Helen M sent a message to the psych-postgrads list, because she didn't have the AMOS package for SEM. And it ain't cheap.

I sent the following reply:

First, there is a program called Mx, which is free, and available from http://www.vcu.edu/mx/ - it was designed for twin studies, but can do any kind of structural equation modelling. It has a path diagram input, but it needs tweaking in syntax, which is a little fiddly - until you get used to it.

Second, there is a program call R, which is also free - it's available from www.r-project.org. R can read an SPSS file, and can do everything you'll ever want to do - it can also read an SPSS file. R comes in packages, and one of the packages is called sem (note - lower case), it's written by John Fox, and can do, SEM (upper case).
It's syntax based, but it's pretty easy - you write y <- x to regress y on x, and y <-> x to correlate y with x. R will download the sem package itself, if you ask it nicely, but the sem home page is here: http://socserv.mcmaster.ca/jfox/Misc/sem/index.html . Also, if you use R, you make life easier for yourself with a program called JGR,
pronounced, JaGuaR - which you can find here: http://rosuda.org/JGR/
(JGR stands for Java GUI for R (hmmm... I'll explain an acronym with
three more abbreviations).

Third, precisely for people in your situation, you can 'rent' a copy
of LISREL, which will do SEM for you - LISREL has something of a bad
reputation, because it was the first package out there, and so people
remember that, but it's much easier nowadays. It costs $65 feeble
American dollars, which works out at about £33 nowadays - or for a
year, it's $100. http://estore.e-academy.com/index.cfm?loc=estore/soft_browse/soft_display_product&ID_Product=525

Fourth, if you've got access to Stata, there's a free Stata add on
called gllamm (generalized linear latent and multilevel models - or
something like that), it's free and it's available from
www.gllamm.org. It can do SEM, but it doesn't seem that
straightforward to me (which means I tried for 5 minutes and gave up).

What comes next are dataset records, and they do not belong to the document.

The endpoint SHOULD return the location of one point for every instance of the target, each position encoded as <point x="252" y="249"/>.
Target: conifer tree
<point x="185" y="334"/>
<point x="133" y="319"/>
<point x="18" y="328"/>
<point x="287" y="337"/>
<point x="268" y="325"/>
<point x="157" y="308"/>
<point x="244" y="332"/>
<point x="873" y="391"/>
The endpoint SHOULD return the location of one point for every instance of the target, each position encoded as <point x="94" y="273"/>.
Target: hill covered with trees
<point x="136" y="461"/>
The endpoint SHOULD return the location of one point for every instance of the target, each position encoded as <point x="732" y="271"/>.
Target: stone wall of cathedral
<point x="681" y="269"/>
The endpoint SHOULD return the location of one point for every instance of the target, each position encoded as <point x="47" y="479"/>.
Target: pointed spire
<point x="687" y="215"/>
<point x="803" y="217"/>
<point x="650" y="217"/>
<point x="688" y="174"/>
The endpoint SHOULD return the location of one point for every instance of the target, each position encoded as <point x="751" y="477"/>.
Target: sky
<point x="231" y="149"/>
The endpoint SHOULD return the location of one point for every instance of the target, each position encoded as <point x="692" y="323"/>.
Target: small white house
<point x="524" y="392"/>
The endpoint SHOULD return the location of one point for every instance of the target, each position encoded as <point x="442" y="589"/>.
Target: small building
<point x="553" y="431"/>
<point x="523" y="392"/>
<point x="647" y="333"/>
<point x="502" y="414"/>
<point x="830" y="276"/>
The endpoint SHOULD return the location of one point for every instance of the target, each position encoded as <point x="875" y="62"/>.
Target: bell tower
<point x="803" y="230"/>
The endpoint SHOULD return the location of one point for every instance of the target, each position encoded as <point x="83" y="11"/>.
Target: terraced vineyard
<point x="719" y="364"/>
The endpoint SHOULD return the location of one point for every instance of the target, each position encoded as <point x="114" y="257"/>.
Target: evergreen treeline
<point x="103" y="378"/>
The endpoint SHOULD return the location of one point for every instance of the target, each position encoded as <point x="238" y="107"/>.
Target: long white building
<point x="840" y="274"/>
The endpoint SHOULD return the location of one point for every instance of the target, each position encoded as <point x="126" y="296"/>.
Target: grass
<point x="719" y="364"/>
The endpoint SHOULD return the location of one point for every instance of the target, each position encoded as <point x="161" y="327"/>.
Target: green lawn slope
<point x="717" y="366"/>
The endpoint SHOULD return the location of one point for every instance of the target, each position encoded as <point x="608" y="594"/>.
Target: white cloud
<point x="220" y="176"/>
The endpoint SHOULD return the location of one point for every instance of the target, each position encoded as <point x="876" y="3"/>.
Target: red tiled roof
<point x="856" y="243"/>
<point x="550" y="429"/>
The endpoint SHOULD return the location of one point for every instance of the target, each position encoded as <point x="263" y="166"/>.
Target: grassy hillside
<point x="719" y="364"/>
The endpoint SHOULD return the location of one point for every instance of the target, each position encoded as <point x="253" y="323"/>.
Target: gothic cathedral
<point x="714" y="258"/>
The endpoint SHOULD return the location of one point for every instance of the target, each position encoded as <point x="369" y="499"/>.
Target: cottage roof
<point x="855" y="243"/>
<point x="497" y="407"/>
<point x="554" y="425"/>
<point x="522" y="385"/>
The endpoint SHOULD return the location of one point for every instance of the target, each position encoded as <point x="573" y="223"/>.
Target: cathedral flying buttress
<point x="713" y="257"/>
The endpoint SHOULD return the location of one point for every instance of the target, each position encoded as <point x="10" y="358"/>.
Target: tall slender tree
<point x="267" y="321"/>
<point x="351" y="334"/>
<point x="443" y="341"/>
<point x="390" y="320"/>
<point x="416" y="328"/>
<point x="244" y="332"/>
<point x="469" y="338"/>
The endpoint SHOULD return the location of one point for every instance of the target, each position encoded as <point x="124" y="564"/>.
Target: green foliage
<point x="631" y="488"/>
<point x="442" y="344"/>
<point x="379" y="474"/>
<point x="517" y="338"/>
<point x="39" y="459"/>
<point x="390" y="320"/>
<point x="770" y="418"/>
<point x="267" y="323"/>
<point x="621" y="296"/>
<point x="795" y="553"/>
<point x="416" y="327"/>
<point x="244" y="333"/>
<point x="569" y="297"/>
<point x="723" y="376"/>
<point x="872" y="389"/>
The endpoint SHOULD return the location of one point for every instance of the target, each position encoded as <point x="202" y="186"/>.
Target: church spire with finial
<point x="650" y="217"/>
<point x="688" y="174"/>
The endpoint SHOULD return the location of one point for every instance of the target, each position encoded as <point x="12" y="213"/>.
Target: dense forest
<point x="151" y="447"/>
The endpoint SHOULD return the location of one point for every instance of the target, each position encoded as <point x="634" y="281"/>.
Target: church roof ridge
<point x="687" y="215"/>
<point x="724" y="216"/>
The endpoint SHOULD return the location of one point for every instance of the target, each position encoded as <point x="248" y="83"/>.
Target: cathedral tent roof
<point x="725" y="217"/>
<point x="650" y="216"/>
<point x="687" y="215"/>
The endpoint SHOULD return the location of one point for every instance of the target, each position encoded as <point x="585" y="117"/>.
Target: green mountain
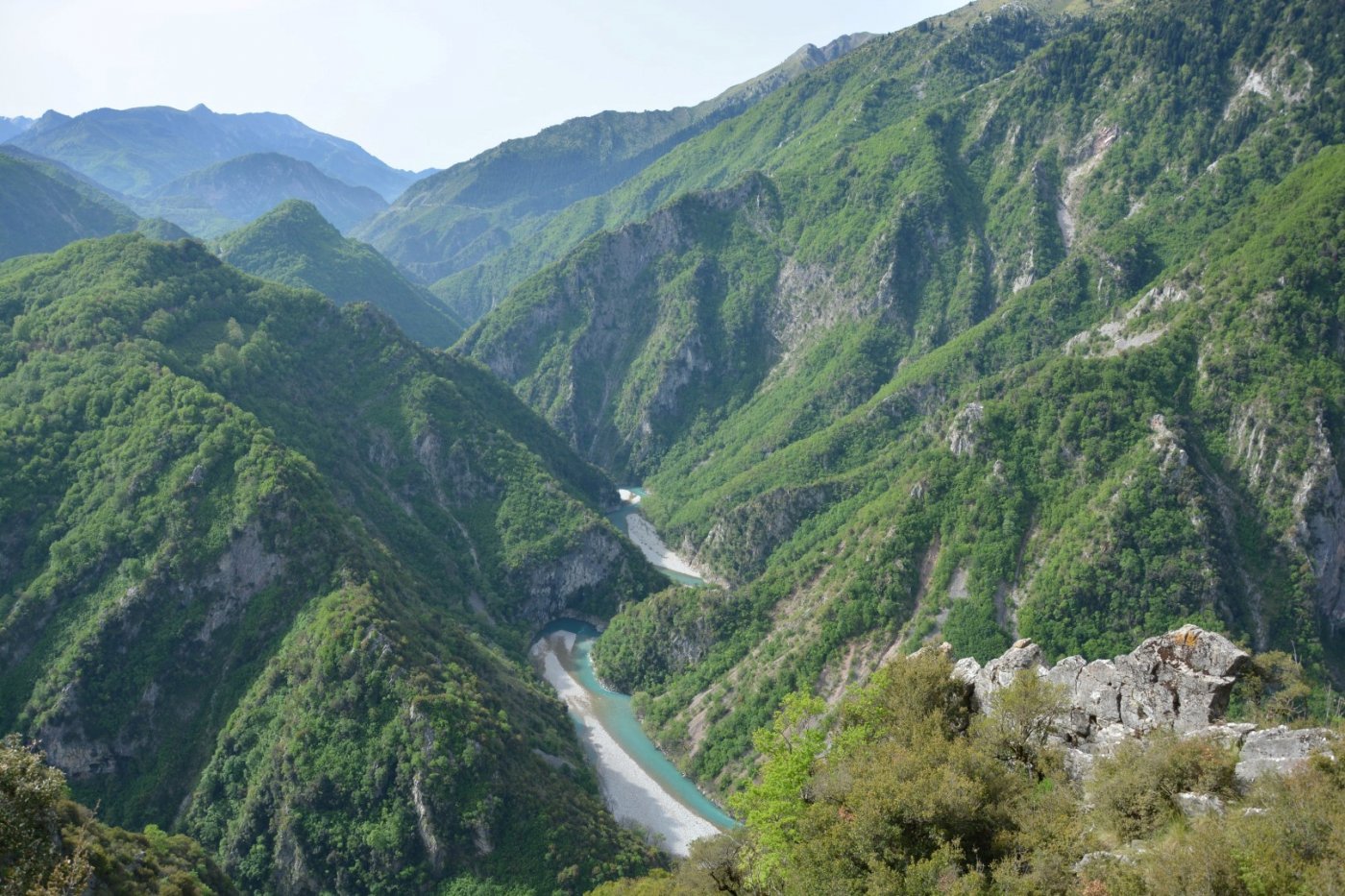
<point x="217" y="200"/>
<point x="53" y="845"/>
<point x="136" y="151"/>
<point x="295" y="245"/>
<point x="160" y="229"/>
<point x="43" y="207"/>
<point x="269" y="570"/>
<point x="1015" y="323"/>
<point x="468" y="214"/>
<point x="11" y="128"/>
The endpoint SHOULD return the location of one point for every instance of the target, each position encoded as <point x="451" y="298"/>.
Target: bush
<point x="1134" y="791"/>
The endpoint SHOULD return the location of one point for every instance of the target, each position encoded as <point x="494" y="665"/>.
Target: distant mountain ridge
<point x="293" y="244"/>
<point x="13" y="127"/>
<point x="226" y="195"/>
<point x="1026" y="326"/>
<point x="474" y="210"/>
<point x="43" y="207"/>
<point x="136" y="151"/>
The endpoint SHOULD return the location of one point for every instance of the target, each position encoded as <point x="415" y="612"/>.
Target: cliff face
<point x="645" y="331"/>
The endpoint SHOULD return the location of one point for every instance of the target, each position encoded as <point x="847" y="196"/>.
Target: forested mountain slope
<point x="134" y="151"/>
<point x="1026" y="326"/>
<point x="43" y="208"/>
<point x="212" y="201"/>
<point x="268" y="572"/>
<point x="295" y="245"/>
<point x="467" y="215"/>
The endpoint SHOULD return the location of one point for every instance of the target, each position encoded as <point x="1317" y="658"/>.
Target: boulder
<point x="1181" y="680"/>
<point x="1196" y="805"/>
<point x="1281" y="751"/>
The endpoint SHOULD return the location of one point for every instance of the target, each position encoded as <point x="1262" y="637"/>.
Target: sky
<point x="417" y="83"/>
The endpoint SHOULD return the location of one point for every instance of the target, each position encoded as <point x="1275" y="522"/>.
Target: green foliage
<point x="1022" y="717"/>
<point x="1136" y="790"/>
<point x="134" y="151"/>
<point x="217" y="200"/>
<point x="295" y="245"/>
<point x="43" y="207"/>
<point x="466" y="218"/>
<point x="1025" y="237"/>
<point x="51" y="845"/>
<point x="272" y="569"/>
<point x="904" y="798"/>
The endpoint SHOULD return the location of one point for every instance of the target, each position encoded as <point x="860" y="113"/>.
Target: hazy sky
<point x="416" y="83"/>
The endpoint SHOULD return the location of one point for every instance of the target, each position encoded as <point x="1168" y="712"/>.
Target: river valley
<point x="639" y="784"/>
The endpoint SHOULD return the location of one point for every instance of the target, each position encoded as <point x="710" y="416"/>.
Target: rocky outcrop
<point x="1281" y="750"/>
<point x="551" y="590"/>
<point x="965" y="430"/>
<point x="1180" y="681"/>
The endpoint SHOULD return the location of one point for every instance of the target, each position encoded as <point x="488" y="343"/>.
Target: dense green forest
<point x="903" y="790"/>
<point x="293" y="244"/>
<point x="464" y="218"/>
<point x="1031" y="326"/>
<point x="51" y="845"/>
<point x="268" y="577"/>
<point x="1025" y="322"/>
<point x="224" y="197"/>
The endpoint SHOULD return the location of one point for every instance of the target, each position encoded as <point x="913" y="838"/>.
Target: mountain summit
<point x="136" y="151"/>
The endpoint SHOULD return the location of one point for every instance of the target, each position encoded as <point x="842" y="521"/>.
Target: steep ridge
<point x="819" y="113"/>
<point x="998" y="291"/>
<point x="468" y="214"/>
<point x="13" y="127"/>
<point x="136" y="151"/>
<point x="295" y="245"/>
<point x="1166" y="770"/>
<point x="43" y="208"/>
<point x="268" y="574"/>
<point x="212" y="201"/>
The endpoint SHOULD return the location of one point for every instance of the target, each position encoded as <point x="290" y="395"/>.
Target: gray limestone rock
<point x="1281" y="751"/>
<point x="1180" y="680"/>
<point x="1196" y="805"/>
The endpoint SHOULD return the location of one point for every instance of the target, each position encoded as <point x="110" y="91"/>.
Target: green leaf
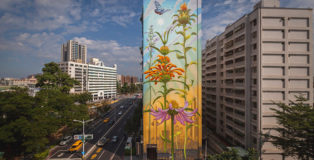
<point x="156" y="49"/>
<point x="180" y="32"/>
<point x="162" y="105"/>
<point x="156" y="99"/>
<point x="175" y="51"/>
<point x="164" y="138"/>
<point x="187" y="49"/>
<point x="192" y="82"/>
<point x="179" y="56"/>
<point x="188" y="126"/>
<point x="188" y="37"/>
<point x="182" y="90"/>
<point x="193" y="62"/>
<point x="182" y="83"/>
<point x="177" y="133"/>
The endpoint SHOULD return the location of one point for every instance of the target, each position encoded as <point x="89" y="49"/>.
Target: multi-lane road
<point x="99" y="129"/>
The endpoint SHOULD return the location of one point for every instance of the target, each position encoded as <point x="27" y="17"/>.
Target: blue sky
<point x="32" y="31"/>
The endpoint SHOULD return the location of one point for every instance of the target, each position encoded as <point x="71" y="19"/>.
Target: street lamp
<point x="83" y="131"/>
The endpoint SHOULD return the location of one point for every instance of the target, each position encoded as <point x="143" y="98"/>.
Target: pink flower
<point x="179" y="114"/>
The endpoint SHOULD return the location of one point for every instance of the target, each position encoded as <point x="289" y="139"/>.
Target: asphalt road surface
<point x="99" y="129"/>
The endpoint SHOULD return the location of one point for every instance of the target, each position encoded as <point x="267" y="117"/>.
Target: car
<point x="111" y="122"/>
<point x="65" y="140"/>
<point x="128" y="143"/>
<point x="106" y="120"/>
<point x="76" y="146"/>
<point x="102" y="141"/>
<point x="114" y="139"/>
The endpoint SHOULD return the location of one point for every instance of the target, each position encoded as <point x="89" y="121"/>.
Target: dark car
<point x="65" y="140"/>
<point x="102" y="141"/>
<point x="111" y="122"/>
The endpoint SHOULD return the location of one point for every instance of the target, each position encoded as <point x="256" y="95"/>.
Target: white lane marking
<point x="116" y="149"/>
<point x="56" y="153"/>
<point x="102" y="153"/>
<point x="61" y="154"/>
<point x="109" y="130"/>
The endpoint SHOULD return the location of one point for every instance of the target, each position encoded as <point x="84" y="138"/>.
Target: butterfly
<point x="159" y="10"/>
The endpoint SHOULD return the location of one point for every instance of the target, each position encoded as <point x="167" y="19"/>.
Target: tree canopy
<point x="28" y="124"/>
<point x="53" y="78"/>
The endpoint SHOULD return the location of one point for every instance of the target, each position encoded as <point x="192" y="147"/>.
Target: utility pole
<point x="131" y="149"/>
<point x="83" y="137"/>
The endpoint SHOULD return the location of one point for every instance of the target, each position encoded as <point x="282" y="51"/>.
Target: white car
<point x="65" y="140"/>
<point x="102" y="141"/>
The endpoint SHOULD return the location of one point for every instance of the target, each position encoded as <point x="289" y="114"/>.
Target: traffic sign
<point x="87" y="137"/>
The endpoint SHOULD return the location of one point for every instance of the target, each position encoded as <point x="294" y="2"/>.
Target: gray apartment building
<point x="262" y="58"/>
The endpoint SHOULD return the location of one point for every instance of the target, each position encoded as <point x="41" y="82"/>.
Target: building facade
<point x="262" y="58"/>
<point x="73" y="51"/>
<point x="102" y="80"/>
<point x="128" y="80"/>
<point x="94" y="77"/>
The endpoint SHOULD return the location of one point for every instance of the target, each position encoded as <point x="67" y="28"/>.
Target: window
<point x="254" y="34"/>
<point x="254" y="22"/>
<point x="229" y="34"/>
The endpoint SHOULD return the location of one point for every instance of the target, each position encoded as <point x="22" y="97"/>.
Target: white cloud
<point x="39" y="15"/>
<point x="227" y="12"/>
<point x="38" y="44"/>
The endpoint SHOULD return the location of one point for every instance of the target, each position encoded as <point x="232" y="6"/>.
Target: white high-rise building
<point x="94" y="77"/>
<point x="262" y="58"/>
<point x="73" y="51"/>
<point x="102" y="80"/>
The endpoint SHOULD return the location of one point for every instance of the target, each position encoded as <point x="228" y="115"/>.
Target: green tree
<point x="296" y="136"/>
<point x="23" y="127"/>
<point x="53" y="78"/>
<point x="227" y="155"/>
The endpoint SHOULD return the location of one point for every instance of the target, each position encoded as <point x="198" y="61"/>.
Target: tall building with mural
<point x="172" y="79"/>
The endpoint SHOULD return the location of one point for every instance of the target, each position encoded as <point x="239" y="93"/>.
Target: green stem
<point x="172" y="136"/>
<point x="164" y="107"/>
<point x="150" y="98"/>
<point x="185" y="75"/>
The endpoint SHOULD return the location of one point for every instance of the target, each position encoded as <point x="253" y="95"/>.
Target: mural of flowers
<point x="163" y="71"/>
<point x="173" y="72"/>
<point x="175" y="115"/>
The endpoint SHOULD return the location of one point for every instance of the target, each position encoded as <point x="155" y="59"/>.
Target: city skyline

Fifth, if you're doing something very straightforward, and you're not
bad at Excel, you can do SEM using Excel - although if you want to do
anything more complicated than a one factor CFA, you're in trouble.
And even if you only want to do that, you're in a bit of trouble.
I'm only saying it 'cos I wrote a paper that tells you how to do it.
And no one ever does it. Not even me.

Also, you're going to want some help when you make trivial mistakes
which will drive you insane to spot (comma in the wrong place - things
like that). You can email this list, which might help, the
psych-methods list (on jiscmail as well), semnet - although you will
immediately get bogged down with arguments about arcane details of
your models. If you use sem, you can ask the r-users list (you'll
find stuff on the R web site about that - you get an awful lot of
email on it though).

I'm assuming you've got a book, so I won't go into that now.